Le dernier rapport annuel des services du représentant américain pour le commerce réaffirme que les propositions discutées dans les négociations de l’OMC sont très claires pour ce qui est des réductions des subventions et des droits de douane politiquement sensibles que les Etats-Unis auraient à consentir dans le domaine agricole, et vagues sur les ouvertures de marché que les principaux pays émergents pourraient accorder.
M. Kirk a aussi estimé que le fait que le Sénat n’ait pas encore confirmé plusieurs personnes désignées par le président Barack Obama constituait un handicap pour les Etats-Unis. Il s’agit en particulier de Michael Punke, pour le poste d’ambassadeur auprès de l’OMC, et de Isi Siddiqui, pour la fonction de négociateur en chef pour l’agriculture.
« Dans une certaine mesure, cela commence à entamer notre crédibilité (...) parce que le monde pense que nous ne nous préoccupons pas » de boucler le cycle de Doha, a déploré le représentant américain au commerce.
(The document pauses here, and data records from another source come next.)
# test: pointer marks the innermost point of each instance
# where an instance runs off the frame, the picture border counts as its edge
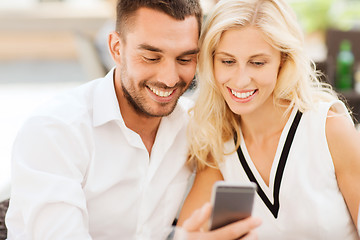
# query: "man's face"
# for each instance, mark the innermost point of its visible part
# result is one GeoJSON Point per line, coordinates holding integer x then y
{"type": "Point", "coordinates": [158, 61]}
Haro sur les barrières sanitaires et phytosanitaires
« Nous allons présenter ce mois-ci un nouveau rapport complet qui nous aidera à identifier et à résoudre le problème pénible que sont les barrières techniques au commerce, et les entraves injustes aux exportations agricoles que sont les barrières sanitaires et phytosanitaires », a également annoncé M. Kirk.
« A mesure que tombent les barrières douanières, les barrières non douanières sont en train de devenir l’un des problèmes les plus difficiles qui se posent à nos exportateurs », a-t-il estimé.
Le président américain a affirmé en janvier avoir l’ambition de faire doubler les exportations des Etats-Unis dans les cinq années à venir de manière à créer deux millions d’emplois dans le pays.